Face à cette concurrence les studios d’Etat qui disposent de plus de moyens financiers qu’auparavant notamment en cherchent aussi des fonds hors du Vietnam, développent deux attitudes. Les uns continuent à produire des films destinés aux festivals ou projetés en séances privées qui continuent, pour une part, à mettre en scène la guerre et ses conséquences. D’autres studios d’Etat, au premier rang desquels le studio Gia Phong essaient aussi de produire des films plus commerciaux en direction d’un jeune public. Pour ce faire Gia Phong a élaboré un calendrier de films de divertissement tels que Thoi xa vang (Temps lointains) dans lequel joue Miss Vietnam 2004 ou Mua len trau (Gardien de buffles) de Nguyên Vo Nghïem Minh qui a obtenu de nombreuses récompenses, notamment au Festival international du film de Chicago en 2004. Mutation technique commune aux deux circuits, l’accélération du développement du DVD au Vietnam.
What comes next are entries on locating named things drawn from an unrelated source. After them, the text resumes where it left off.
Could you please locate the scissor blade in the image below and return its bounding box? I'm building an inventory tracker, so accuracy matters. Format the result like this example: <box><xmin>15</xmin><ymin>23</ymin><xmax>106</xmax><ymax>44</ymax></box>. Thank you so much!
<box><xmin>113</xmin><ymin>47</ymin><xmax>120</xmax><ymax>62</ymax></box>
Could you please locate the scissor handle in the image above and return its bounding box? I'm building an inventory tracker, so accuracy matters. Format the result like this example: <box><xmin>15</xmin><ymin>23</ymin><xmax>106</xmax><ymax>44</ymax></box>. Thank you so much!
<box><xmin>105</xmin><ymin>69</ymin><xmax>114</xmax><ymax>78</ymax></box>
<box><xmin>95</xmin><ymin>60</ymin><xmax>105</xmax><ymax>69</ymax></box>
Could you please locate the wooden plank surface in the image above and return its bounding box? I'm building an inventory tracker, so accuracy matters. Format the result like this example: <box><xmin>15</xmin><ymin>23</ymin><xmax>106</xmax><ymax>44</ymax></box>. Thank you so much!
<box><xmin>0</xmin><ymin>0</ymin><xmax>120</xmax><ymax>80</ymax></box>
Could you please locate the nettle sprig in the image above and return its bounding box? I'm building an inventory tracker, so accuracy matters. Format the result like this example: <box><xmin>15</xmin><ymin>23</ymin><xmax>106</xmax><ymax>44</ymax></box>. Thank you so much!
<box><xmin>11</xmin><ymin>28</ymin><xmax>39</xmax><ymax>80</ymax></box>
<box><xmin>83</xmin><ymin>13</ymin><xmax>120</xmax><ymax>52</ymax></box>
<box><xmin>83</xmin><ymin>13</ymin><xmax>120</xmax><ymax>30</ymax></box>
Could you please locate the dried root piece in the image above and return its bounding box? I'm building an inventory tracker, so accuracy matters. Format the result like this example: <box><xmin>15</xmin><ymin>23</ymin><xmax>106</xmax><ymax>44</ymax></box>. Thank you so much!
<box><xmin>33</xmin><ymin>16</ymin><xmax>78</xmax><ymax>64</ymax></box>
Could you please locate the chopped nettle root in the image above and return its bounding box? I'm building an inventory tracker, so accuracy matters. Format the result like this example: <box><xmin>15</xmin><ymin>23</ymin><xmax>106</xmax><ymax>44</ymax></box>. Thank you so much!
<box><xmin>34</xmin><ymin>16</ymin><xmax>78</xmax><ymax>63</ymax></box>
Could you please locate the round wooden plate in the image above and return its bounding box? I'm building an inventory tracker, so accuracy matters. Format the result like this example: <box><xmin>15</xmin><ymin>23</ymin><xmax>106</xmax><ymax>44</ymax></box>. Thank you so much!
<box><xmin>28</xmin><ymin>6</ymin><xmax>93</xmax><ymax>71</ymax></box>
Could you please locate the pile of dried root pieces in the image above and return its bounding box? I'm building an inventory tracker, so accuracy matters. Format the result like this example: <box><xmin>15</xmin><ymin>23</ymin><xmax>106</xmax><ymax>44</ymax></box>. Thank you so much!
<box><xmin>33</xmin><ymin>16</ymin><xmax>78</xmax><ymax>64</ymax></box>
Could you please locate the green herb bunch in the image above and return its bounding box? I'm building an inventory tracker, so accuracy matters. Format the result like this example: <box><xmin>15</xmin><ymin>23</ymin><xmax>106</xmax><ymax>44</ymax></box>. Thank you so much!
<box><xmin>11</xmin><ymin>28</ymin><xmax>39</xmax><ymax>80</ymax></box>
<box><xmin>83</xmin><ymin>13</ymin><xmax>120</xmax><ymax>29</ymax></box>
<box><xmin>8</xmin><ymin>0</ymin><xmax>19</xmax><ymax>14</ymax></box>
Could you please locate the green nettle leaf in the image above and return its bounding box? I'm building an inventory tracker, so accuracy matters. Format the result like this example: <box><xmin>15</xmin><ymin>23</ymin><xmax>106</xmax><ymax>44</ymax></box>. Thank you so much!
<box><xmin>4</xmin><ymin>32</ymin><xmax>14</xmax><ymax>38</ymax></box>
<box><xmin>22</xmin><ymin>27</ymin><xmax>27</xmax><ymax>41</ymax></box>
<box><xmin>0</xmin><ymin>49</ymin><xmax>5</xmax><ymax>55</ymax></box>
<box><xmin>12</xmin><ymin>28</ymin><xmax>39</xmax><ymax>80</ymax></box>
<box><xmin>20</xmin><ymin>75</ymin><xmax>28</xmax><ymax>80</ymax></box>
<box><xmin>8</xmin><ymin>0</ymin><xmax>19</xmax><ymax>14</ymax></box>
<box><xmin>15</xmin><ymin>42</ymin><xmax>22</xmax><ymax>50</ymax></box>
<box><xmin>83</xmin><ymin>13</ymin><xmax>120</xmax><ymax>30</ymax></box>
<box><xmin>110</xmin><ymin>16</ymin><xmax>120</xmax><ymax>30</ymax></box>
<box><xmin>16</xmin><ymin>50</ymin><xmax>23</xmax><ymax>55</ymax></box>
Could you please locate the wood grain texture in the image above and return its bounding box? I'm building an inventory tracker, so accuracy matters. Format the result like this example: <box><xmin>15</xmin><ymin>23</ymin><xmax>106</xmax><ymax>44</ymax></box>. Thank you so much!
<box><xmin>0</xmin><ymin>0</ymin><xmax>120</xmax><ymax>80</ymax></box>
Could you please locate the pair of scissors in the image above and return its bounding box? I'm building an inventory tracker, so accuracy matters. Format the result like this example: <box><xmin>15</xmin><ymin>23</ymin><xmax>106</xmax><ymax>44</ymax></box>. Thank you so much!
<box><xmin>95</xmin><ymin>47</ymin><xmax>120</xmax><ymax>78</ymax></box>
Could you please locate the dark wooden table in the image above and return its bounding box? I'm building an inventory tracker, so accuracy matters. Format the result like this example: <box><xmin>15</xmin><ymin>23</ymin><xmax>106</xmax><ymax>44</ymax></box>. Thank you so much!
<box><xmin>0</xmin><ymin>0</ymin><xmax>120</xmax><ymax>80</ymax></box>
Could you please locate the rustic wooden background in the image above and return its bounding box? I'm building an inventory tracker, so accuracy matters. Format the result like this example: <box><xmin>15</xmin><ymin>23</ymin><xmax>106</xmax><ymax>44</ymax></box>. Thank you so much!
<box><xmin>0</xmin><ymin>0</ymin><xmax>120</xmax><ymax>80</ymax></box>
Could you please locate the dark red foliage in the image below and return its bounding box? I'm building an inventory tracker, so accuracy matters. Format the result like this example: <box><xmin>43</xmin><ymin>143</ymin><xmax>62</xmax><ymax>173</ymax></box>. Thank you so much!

En effet, les salles de cinéma sont encore peu nombreuses (quelques dizaines), concentrées dans les grandes villes et peu sont des salles modernes comme le Centre National de projection de films de Hanoï, où les films vietnamiens sont largement représentés. Le développement des studios privés est donc à la fois une chance et un risque pour le cinéma vietnamien. Une chance, car ce phénomène permet aux cinéastes vietnamiens de s’ouvrir plus largement à d’autres cultures et à d’autre manières de faire du cinéma, de bénéficier de plus de moyens financiers et de mieux distribuer leurs films. Un risque, car le circuit privé privilégie un cinéma racoleur, au détriment de la qualité et d’un regard critique sur la société vietnamienne.
Alain Guillemin
(Chargé de recherche au CNRS, Institut de recherche sur le Sud–Est Asiatique, Maison Asie Pacifique, Marseille).